Your Trust Fund

We like to think trust is for our personal lives. We can easily know, feel, and build trust when it’s in relation to our children, our friends, our spouses and our family. When we only focus on trust in our personal life, our professional growth suffers. How do we build trust in our organizations? How do we go from “working with our team” to “trusting our team”? First, you have to be willing to recognize when the trust is not there.
Signs you’ve got a problem with trust:

  • People hiding mistakes from one another
  • Resisting taking on anything outside of there scope of responsibility
  • Jumping to conclusions about the intentions and aptitudes of others without attempting to clarify them
  •  Wasting  time and energy managing behaviors and work drama and gossip
  • Teams that dread meetings and find reasons to avoid spending time together.

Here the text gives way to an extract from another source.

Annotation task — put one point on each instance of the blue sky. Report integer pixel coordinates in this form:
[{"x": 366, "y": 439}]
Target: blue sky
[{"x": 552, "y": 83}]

Sometimes we see these red flags as personnel issues, human resource problems, or passive aggressive power plays that have to be the norm in today’s competitive work environments. The truth is, when you see these behaviors, you have people that don’t trust each other. If you are a leader in an organization, you played a role in cultivating that. Once you name the elephant in the room and call it what it is, you can focus your energy and time on building or repairing trust rather than getting distracted by putting out fires. When people trust one another they are “all in”. When we are “all in” we all profit.

When you don’t pay attention to trust in the workplace, it’s expensive. It costs you in high turn-over, increased burnout, not attracting top talent, and having workers who sabbatoge or resist growth. Investing in designing a culture of trust  breeds loyalty, commitment, and unprecedented productivity of employees who love the work they do and who they work with.